Adoption, as always, is a great choice for anyone who wants a Morkie but can’t afford the high breeder prices.
Adopting and Rescuing a Morkie
Many designer dog breeders can be found by doing a quick internet search. Before you contact anyone, do your research. Finding a trustworthy, reliable breeder who operates ethically and in their dogs’ best interests is important. Avoid breeders that claim their pups are small or brag about the fact that their puppies are smaller than standard.
To ensure that you are buying from a legitimate breeder, it is advisable to read reviews, ask for health certificates, meet the puppies and request to see the parent dogs. These requests should not be denied by an honest breeder. Do NOT purchase from puppy farms. These facilities are not only cruel but also often produce unhealthy dogs.
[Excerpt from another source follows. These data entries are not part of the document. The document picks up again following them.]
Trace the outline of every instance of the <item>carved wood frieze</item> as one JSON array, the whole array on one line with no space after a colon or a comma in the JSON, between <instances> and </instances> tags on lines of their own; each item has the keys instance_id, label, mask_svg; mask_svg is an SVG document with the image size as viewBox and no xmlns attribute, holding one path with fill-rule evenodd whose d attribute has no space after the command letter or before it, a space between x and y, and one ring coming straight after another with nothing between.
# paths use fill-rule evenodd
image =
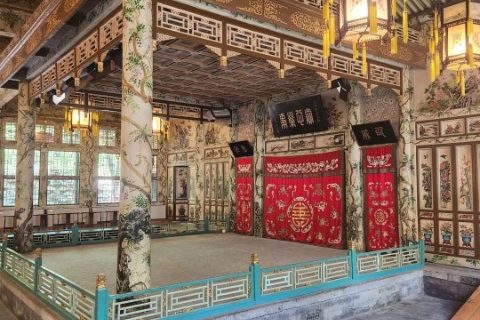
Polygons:
<instances>
[{"instance_id":1,"label":"carved wood frieze","mask_svg":"<svg viewBox=\"0 0 480 320\"><path fill-rule=\"evenodd\" d=\"M208 3L249 15L258 20L269 22L281 27L306 33L321 38L324 30L321 1L311 0L205 0ZM334 5L334 11L337 6ZM426 42L419 32L409 30L409 43L398 42L398 54L390 54L390 46L380 42L369 43L368 53L385 59L412 65L426 67ZM343 43L350 47L349 43Z\"/></svg>"},{"instance_id":2,"label":"carved wood frieze","mask_svg":"<svg viewBox=\"0 0 480 320\"><path fill-rule=\"evenodd\" d=\"M17 72L85 2L42 1L0 55L0 85Z\"/></svg>"},{"instance_id":3,"label":"carved wood frieze","mask_svg":"<svg viewBox=\"0 0 480 320\"><path fill-rule=\"evenodd\" d=\"M171 0L157 0L153 15L153 32L157 41L169 38L191 40L209 46L220 55L241 53L263 58L285 70L292 67L313 70L325 80L344 77L358 80L368 88L385 85L398 93L403 91L400 67L368 59L369 72L365 76L361 73L361 61L352 59L348 53L332 49L331 57L324 59L319 44L284 36ZM38 96L56 83L75 77L91 62L102 61L108 50L121 41L121 16L121 8L118 8L82 40L68 48L54 66L44 66L42 74L30 82L30 96ZM11 58L14 63L8 65L10 71L1 73L0 83L11 76L15 69L12 66L21 65L21 61L27 57L27 54L23 54ZM0 63L0 71L2 68L7 68L3 62Z\"/></svg>"}]
</instances>

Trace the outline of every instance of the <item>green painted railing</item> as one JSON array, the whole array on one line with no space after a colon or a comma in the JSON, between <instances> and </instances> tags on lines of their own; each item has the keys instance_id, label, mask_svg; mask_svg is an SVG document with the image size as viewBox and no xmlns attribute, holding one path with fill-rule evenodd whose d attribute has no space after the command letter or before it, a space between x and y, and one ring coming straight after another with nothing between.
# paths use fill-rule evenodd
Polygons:
<instances>
[{"instance_id":1,"label":"green painted railing","mask_svg":"<svg viewBox=\"0 0 480 320\"><path fill-rule=\"evenodd\" d=\"M195 222L169 222L152 225L152 238L173 237L182 235L215 233L227 230L226 221L201 220ZM118 227L79 228L73 225L70 229L37 231L33 234L33 244L37 248L76 246L83 244L117 241ZM8 244L13 243L13 234L8 235Z\"/></svg>"},{"instance_id":2,"label":"green painted railing","mask_svg":"<svg viewBox=\"0 0 480 320\"><path fill-rule=\"evenodd\" d=\"M0 247L0 271L33 291L66 319L202 319L258 305L354 285L424 266L424 242L280 267L262 268L252 255L247 272L179 283L125 294L109 294L105 277L95 294L34 261ZM41 251L40 251L41 252Z\"/></svg>"},{"instance_id":3,"label":"green painted railing","mask_svg":"<svg viewBox=\"0 0 480 320\"><path fill-rule=\"evenodd\" d=\"M424 243L110 295L96 290L96 319L202 319L422 269ZM100 284L104 283L104 279Z\"/></svg>"},{"instance_id":4,"label":"green painted railing","mask_svg":"<svg viewBox=\"0 0 480 320\"><path fill-rule=\"evenodd\" d=\"M35 250L30 260L7 247L7 237L0 246L0 271L33 292L65 319L95 319L95 295L72 281L42 266L42 250Z\"/></svg>"}]
</instances>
Visit your local shelters and/or local online rescue websites. People often buy Morkies as toys because they are cute and think they will be nice accessories. However, many people don’t want to take responsibility for caring for animals. Many Morkies older than their years end up in shelters. For a breed that depends so heavily on human companionship, this is a terrible and frightening experience.
Rescue of a dog can be a very rewarding experience for both the adopter and the dog. It can make a huge difference in your life. So please consider adopting!
The Morkie is a perfect lap dog, making her one of the most loved small dogs. She is intelligent, friendly, spunky, and adorable. She loves you unconditionally and is full of love. The Morkie is the perfect companion for you if you are looking for someone to love and adore you!